Barely a week into the ‘celebrations’ for RTÉ having invented television 50 years ago – thus providing a great leap forward for human evolution – I am perplexed.
I was around back in 1962 and actually at the very peak of my television viewing career (being eight years of age). Yet the arrival of RTÉ barely registers in my memory.
It is overshadowed by an event of a few years earlier when Ireland’s first television channel was launched. Full of Irish accent, foibles and endearing bloopers, it came to us from Havelock House in Belfast.
But I remember UTV’s arrival in our Clones home mostly because, on the very first evening it went on air (Halloween 1959), it showed The Adventures of Robin Hood starring Richard Greene in the title role with Bernadette O’Farrell from Birr and later Patricia Driscoll from Cork as Maid Marian.
It could hardly have seemed more Irish and, given the day that was in it, we were treated to a Halloween episode with ghosts and ghouls that bothered my first cousin Aidan Magee who was visiting from Irvinestown that day.

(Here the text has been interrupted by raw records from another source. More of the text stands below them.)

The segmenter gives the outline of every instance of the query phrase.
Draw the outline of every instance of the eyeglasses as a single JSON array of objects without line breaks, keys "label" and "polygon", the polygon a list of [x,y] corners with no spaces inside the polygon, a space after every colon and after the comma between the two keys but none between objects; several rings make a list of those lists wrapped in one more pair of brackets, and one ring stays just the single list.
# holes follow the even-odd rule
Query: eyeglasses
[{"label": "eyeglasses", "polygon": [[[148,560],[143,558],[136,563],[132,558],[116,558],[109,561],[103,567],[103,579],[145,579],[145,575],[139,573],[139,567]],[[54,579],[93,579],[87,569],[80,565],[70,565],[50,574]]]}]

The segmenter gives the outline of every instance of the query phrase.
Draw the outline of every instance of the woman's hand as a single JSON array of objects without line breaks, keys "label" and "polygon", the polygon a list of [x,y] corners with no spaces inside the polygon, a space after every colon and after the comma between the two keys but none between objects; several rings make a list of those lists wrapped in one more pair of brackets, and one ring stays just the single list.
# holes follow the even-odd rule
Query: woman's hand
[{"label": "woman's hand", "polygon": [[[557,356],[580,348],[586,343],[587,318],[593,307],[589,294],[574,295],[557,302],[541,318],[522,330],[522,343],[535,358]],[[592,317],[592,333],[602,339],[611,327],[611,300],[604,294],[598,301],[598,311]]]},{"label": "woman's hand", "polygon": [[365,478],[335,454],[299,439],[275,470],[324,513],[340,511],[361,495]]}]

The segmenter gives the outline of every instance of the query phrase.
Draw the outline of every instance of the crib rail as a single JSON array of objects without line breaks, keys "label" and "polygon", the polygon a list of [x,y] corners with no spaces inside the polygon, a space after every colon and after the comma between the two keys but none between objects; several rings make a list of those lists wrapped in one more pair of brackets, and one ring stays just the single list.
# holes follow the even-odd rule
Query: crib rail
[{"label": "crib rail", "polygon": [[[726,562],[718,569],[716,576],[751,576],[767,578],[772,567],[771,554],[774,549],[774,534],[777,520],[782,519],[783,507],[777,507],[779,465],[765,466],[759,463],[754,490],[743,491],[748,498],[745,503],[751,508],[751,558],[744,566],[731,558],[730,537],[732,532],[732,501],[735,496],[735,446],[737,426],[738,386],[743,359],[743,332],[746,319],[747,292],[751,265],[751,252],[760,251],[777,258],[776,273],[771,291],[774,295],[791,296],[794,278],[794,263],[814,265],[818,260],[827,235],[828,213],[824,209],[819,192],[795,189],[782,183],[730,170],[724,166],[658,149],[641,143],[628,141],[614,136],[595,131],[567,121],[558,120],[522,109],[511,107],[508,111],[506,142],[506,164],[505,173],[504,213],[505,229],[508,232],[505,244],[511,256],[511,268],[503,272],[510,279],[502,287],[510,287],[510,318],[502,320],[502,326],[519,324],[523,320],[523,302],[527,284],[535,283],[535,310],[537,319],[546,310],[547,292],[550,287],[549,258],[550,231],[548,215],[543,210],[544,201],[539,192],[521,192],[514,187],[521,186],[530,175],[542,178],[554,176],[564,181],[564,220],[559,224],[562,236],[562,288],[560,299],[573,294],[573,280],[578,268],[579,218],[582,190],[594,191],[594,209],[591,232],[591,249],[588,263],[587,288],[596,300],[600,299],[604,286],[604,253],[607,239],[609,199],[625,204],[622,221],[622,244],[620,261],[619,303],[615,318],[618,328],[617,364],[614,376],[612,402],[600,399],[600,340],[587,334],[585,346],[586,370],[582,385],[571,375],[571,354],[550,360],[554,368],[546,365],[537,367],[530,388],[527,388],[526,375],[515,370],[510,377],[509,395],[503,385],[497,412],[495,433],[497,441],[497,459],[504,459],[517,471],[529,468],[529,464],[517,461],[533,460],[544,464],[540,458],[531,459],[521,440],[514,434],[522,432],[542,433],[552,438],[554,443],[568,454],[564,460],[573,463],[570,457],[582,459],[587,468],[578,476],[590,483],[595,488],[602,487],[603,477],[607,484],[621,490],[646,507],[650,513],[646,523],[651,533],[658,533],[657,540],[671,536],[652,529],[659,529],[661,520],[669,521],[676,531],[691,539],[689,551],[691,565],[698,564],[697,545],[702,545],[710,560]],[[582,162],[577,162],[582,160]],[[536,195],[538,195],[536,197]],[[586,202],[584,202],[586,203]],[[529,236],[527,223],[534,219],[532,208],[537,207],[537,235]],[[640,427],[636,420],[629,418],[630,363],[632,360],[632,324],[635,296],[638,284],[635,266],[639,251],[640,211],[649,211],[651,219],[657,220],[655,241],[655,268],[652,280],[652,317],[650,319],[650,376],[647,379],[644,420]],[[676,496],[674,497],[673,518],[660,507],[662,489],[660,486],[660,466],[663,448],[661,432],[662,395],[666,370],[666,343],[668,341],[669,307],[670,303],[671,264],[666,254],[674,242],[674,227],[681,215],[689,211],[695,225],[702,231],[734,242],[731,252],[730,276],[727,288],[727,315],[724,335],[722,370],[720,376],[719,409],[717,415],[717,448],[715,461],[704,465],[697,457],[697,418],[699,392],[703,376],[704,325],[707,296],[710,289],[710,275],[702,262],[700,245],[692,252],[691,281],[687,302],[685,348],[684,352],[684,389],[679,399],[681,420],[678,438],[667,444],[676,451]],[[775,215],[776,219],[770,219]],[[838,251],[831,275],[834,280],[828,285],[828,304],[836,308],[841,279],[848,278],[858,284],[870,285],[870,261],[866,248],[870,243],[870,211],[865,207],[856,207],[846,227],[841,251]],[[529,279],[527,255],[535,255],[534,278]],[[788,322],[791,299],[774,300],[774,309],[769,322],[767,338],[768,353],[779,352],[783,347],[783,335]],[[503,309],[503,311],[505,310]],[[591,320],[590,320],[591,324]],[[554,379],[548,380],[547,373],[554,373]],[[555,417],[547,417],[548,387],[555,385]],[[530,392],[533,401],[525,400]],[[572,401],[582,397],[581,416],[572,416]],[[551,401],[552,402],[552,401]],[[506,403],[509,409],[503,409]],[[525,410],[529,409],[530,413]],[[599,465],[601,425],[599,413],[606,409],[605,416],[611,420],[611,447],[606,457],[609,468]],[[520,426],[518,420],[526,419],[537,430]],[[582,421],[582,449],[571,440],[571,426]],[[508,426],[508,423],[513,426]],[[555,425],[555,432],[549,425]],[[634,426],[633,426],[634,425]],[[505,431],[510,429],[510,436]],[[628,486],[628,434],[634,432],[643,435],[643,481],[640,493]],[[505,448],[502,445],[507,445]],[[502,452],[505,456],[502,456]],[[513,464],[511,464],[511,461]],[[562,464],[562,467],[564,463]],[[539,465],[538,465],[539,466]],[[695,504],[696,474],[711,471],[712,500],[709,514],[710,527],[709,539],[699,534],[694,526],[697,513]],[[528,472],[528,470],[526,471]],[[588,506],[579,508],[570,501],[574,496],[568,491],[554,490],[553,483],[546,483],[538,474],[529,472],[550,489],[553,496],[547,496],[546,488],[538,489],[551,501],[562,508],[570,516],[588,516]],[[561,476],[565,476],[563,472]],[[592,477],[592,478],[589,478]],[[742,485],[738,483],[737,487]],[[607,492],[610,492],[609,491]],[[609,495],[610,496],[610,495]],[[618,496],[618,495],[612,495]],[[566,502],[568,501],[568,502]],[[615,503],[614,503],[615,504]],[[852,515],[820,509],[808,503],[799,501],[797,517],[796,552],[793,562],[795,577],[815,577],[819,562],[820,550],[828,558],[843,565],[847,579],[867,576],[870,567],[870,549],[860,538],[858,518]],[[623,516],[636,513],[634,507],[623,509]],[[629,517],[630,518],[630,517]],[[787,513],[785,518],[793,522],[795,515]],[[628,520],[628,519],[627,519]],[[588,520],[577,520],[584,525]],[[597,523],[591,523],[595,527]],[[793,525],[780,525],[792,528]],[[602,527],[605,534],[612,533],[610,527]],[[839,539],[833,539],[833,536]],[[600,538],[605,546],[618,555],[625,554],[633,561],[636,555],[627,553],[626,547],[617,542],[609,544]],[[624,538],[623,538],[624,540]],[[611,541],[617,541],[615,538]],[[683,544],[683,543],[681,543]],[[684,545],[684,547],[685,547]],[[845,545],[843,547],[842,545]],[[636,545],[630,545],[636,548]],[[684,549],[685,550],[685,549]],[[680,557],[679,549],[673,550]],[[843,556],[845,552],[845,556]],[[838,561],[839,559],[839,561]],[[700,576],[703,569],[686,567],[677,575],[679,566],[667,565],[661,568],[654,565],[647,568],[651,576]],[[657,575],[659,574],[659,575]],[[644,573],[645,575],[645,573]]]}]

But not only was I bewitched and beguiled by continuity announcer Miss Adrienne (McGuill), I was cured of a bewilderment that had occupied much of my thoughts during all the tedious ‘test card’ hours before BBC broadcasts began in late afternoon with Watch with Mother (presented for a time by Patricia Driscoll, see above).

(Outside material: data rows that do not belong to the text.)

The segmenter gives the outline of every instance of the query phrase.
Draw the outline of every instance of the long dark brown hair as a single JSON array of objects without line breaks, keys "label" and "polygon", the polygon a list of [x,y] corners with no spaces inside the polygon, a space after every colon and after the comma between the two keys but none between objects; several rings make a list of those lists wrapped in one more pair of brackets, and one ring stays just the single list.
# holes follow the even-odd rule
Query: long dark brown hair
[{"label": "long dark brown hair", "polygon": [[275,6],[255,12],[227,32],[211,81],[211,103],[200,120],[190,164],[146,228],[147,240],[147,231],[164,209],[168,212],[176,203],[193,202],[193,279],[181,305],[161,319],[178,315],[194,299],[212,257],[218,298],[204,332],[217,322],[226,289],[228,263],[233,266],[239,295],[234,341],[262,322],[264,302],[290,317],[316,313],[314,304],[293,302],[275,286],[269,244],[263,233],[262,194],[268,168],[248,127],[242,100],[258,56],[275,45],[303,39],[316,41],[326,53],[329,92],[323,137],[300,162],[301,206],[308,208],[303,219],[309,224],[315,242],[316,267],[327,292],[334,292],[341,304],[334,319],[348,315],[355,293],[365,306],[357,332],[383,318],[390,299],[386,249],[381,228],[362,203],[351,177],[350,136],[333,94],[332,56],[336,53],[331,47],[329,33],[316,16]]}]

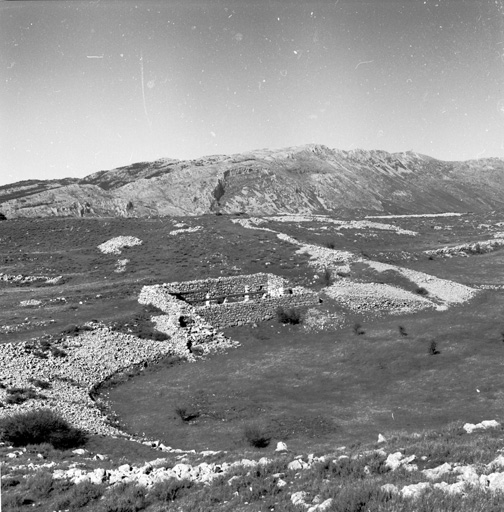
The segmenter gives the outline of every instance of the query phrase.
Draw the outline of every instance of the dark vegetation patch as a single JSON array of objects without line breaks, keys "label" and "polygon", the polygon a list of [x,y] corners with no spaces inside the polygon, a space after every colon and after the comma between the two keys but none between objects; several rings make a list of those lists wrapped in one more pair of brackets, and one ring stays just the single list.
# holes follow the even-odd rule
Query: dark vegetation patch
[{"label": "dark vegetation patch", "polygon": [[[363,318],[365,336],[350,320],[316,336],[276,322],[227,329],[240,348],[141,375],[109,401],[133,432],[147,428],[188,449],[242,446],[244,426],[259,418],[272,440],[307,450],[331,445],[335,435],[346,444],[387,429],[478,423],[500,415],[502,307],[504,294],[488,293],[448,311],[407,315],[407,336],[397,317]],[[442,344],[441,355],[428,357],[430,340],[437,350]],[[181,421],[179,404],[200,416]]]},{"label": "dark vegetation patch", "polygon": [[132,316],[124,317],[111,324],[111,329],[125,334],[132,334],[142,339],[165,341],[170,336],[164,332],[158,331],[155,323],[152,321],[153,316],[164,315],[164,311],[149,304],[143,306]]},{"label": "dark vegetation patch", "polygon": [[85,433],[50,409],[34,409],[0,418],[0,438],[14,446],[49,443],[67,449],[86,442]]},{"label": "dark vegetation patch", "polygon": [[278,307],[276,310],[277,320],[282,324],[296,325],[301,323],[301,313],[295,308]]},{"label": "dark vegetation patch", "polygon": [[243,429],[243,437],[250,446],[254,448],[266,448],[271,441],[271,436],[267,431],[255,424],[246,425]]}]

The arrival of UTV solved the greatest mystery of my early life – the purpose of that numbered dial on the Murphy TV set daddy bought in late 1955 from Charlie Slowey’s shop across The Diamond. Now by turning the dial from 1 to 3, we were transported from stuffy BBC in London to UTV in Belfast and all its familiar ads for Cookstown sausages and Cantrell & Cochrane ‘minerals’.
Negotiating those two simple digits was enough to realise that with seven more numbers on the dial, we had blasted off for a multi-channel world of the future.

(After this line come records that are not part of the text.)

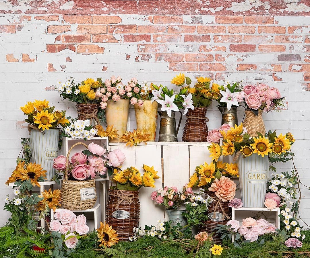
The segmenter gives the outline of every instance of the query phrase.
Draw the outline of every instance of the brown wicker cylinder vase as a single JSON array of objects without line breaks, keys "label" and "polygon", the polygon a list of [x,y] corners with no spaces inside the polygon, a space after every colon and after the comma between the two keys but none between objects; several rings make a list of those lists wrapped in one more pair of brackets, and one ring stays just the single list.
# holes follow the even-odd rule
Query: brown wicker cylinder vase
[{"label": "brown wicker cylinder vase", "polygon": [[221,236],[215,235],[216,231],[212,231],[212,230],[219,224],[225,225],[230,220],[232,209],[228,207],[229,202],[221,201],[214,192],[208,191],[206,194],[209,195],[212,197],[213,201],[210,204],[208,210],[208,220],[199,225],[198,232],[206,231],[209,234],[213,233],[214,234],[212,237],[214,242],[216,244],[220,243]]},{"label": "brown wicker cylinder vase", "polygon": [[183,142],[207,141],[208,130],[207,122],[209,120],[206,114],[207,110],[208,108],[206,107],[194,107],[193,110],[188,110],[182,137]]},{"label": "brown wicker cylinder vase", "polygon": [[116,230],[121,241],[132,237],[133,229],[139,226],[139,191],[109,189],[105,221]]}]

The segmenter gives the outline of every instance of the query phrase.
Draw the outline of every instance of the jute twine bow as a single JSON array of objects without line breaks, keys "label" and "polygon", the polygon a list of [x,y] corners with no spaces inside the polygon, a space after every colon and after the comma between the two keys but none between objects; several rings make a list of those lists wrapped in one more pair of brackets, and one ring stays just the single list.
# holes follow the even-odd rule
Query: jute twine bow
[{"label": "jute twine bow", "polygon": [[230,218],[229,216],[227,215],[224,211],[224,209],[223,208],[222,204],[221,204],[221,200],[219,200],[216,203],[216,204],[215,205],[215,207],[214,208],[214,211],[213,212],[213,216],[212,216],[212,217],[214,219],[215,219],[215,211],[216,210],[216,208],[217,208],[218,205],[219,204],[219,208],[221,208],[221,209],[222,210],[222,212],[223,212],[223,214],[224,215],[227,219],[229,219]]},{"label": "jute twine bow", "polygon": [[126,201],[128,204],[131,204],[133,202],[134,199],[137,198],[135,196],[135,195],[133,194],[129,194],[127,195],[125,195],[123,192],[120,190],[117,191],[116,195],[110,194],[110,195],[118,197],[120,199],[118,202],[116,204],[113,205],[113,207],[117,209],[118,208],[119,205],[123,202]]}]

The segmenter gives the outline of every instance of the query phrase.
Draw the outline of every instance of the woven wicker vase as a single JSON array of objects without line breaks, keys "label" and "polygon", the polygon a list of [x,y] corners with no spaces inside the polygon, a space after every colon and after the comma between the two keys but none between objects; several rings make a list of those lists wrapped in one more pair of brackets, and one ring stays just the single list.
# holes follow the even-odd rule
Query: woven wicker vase
[{"label": "woven wicker vase", "polygon": [[[222,201],[217,197],[214,192],[208,191],[206,193],[212,197],[213,201],[210,204],[208,210],[209,218],[207,220],[199,225],[198,233],[206,231],[208,234],[213,233],[214,234],[216,231],[213,231],[212,230],[218,224],[224,225],[230,219],[232,216],[232,209],[228,207],[228,202]],[[223,211],[229,217],[229,218],[226,217],[224,214]],[[215,213],[215,216],[213,216],[214,212]],[[216,236],[214,234],[212,238],[215,243],[221,243],[221,236],[219,235]]]},{"label": "woven wicker vase", "polygon": [[116,230],[120,240],[132,237],[132,229],[139,226],[139,191],[109,189],[105,216],[106,222]]},{"label": "woven wicker vase", "polygon": [[78,119],[79,120],[86,120],[90,118],[86,117],[87,115],[92,114],[94,110],[97,110],[95,112],[97,114],[99,105],[98,104],[78,104],[76,107],[78,115]]},{"label": "woven wicker vase", "polygon": [[144,133],[150,135],[149,142],[155,142],[157,124],[157,108],[158,103],[151,103],[150,100],[144,100],[143,105],[134,105],[135,114],[137,129],[142,129]]},{"label": "woven wicker vase", "polygon": [[207,110],[205,107],[188,110],[182,137],[183,142],[207,141],[208,131],[207,122],[209,120],[206,117],[206,114]]},{"label": "woven wicker vase", "polygon": [[264,120],[262,117],[263,110],[259,111],[258,116],[256,116],[250,110],[246,110],[245,112],[246,118],[243,125],[246,128],[248,133],[252,137],[258,136],[256,132],[264,135],[266,129]]}]

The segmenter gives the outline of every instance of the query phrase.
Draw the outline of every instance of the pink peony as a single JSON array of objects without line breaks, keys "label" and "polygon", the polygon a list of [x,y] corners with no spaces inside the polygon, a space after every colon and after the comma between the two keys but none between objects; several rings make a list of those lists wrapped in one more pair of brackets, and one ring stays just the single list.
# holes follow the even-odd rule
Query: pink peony
[{"label": "pink peony", "polygon": [[257,93],[250,93],[246,97],[246,103],[250,108],[257,110],[262,105],[262,99]]},{"label": "pink peony", "polygon": [[220,135],[218,129],[212,129],[208,132],[207,141],[209,142],[219,142]]},{"label": "pink peony", "polygon": [[76,152],[71,158],[71,162],[74,164],[78,163],[79,164],[85,164],[87,160],[87,156],[81,151]]},{"label": "pink peony", "polygon": [[51,231],[56,231],[59,232],[61,226],[61,224],[59,221],[56,220],[52,221],[50,223],[50,229]]},{"label": "pink peony", "polygon": [[78,241],[78,240],[77,238],[76,235],[74,233],[70,233],[66,236],[66,238],[64,239],[64,243],[68,248],[71,249],[75,247]]},{"label": "pink peony", "polygon": [[98,144],[91,142],[88,145],[88,150],[93,154],[102,156],[105,153],[106,150]]},{"label": "pink peony", "polygon": [[67,158],[63,155],[59,156],[54,159],[53,167],[58,170],[63,170],[66,169],[66,160]]}]

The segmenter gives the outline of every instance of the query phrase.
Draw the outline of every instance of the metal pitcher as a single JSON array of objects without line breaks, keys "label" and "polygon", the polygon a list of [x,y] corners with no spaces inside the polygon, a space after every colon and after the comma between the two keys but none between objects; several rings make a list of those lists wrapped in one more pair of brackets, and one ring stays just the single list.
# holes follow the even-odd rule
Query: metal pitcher
[{"label": "metal pitcher", "polygon": [[183,114],[181,111],[180,120],[176,128],[175,123],[175,112],[172,111],[171,117],[169,117],[166,111],[158,111],[160,116],[159,134],[158,142],[177,142],[178,133],[180,129],[180,125],[182,120]]}]

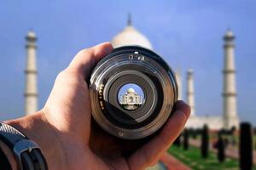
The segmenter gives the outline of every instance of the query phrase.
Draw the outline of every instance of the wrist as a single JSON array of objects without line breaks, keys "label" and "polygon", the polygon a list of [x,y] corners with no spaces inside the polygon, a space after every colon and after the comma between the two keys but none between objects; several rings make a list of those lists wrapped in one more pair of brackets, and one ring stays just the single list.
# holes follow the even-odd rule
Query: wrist
[{"label": "wrist", "polygon": [[1,140],[0,140],[0,150],[2,150],[3,152],[4,153],[6,158],[9,161],[9,163],[11,166],[11,168],[14,170],[17,169],[17,162],[15,161],[14,154],[9,150],[9,148]]},{"label": "wrist", "polygon": [[61,145],[55,133],[55,129],[48,123],[42,111],[5,123],[14,127],[40,146],[49,169],[55,169],[55,165],[60,167],[63,164],[63,159],[61,159],[63,157],[61,154]]}]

When my mother roused me from sleep one night to ‘change the channel’ on the rotary dial because daddy was out, I knew I had acquired a level of technological skill beyond most adults at that time. Yet while I cast longing glances at the other digits and longed for their speedy deployment, I cannot now recall what number on was occupied by RTÉ when it came along. (Was it 9?)
Perhaps my exposure to those exciting other worlds brought to our pre-1962 living-room by BBC and UTV meant I was already emerging from childhood innocence when RTÉ joined the dial. My viewing habits were formed around firm favourites and I was not willing to be transported off on any old Wanderly Wagon that might happen along the road from Dublin.
Just a couple more years (1963) and we were tuned into Cool Britannia when Top of the Pops and Ready Steady Go! came on air from BBC and UTV. We embraced pop modernity and Sean Dunphy, Brendan Bowyer and that showband lot didn’t stand a chance against The Beatles and Van Morrison’s Them.
Yes, there were many times down the decades when I watched RTÉ, but it never really became my channel of choice. I do admit that I was torn for a short time between Dáithí Lacha and The Magic Roundabout! Daithi’s goose was cooked when I twigged on to some of the hidden messages from the animated carousel crowd.
Today, I squirm at RTÉ’s incessant self-congratulation and, as we face into a full year of how Montrose brought civilisation and modernity to Ireland, I expect I’ll be watching another channel… or none at all.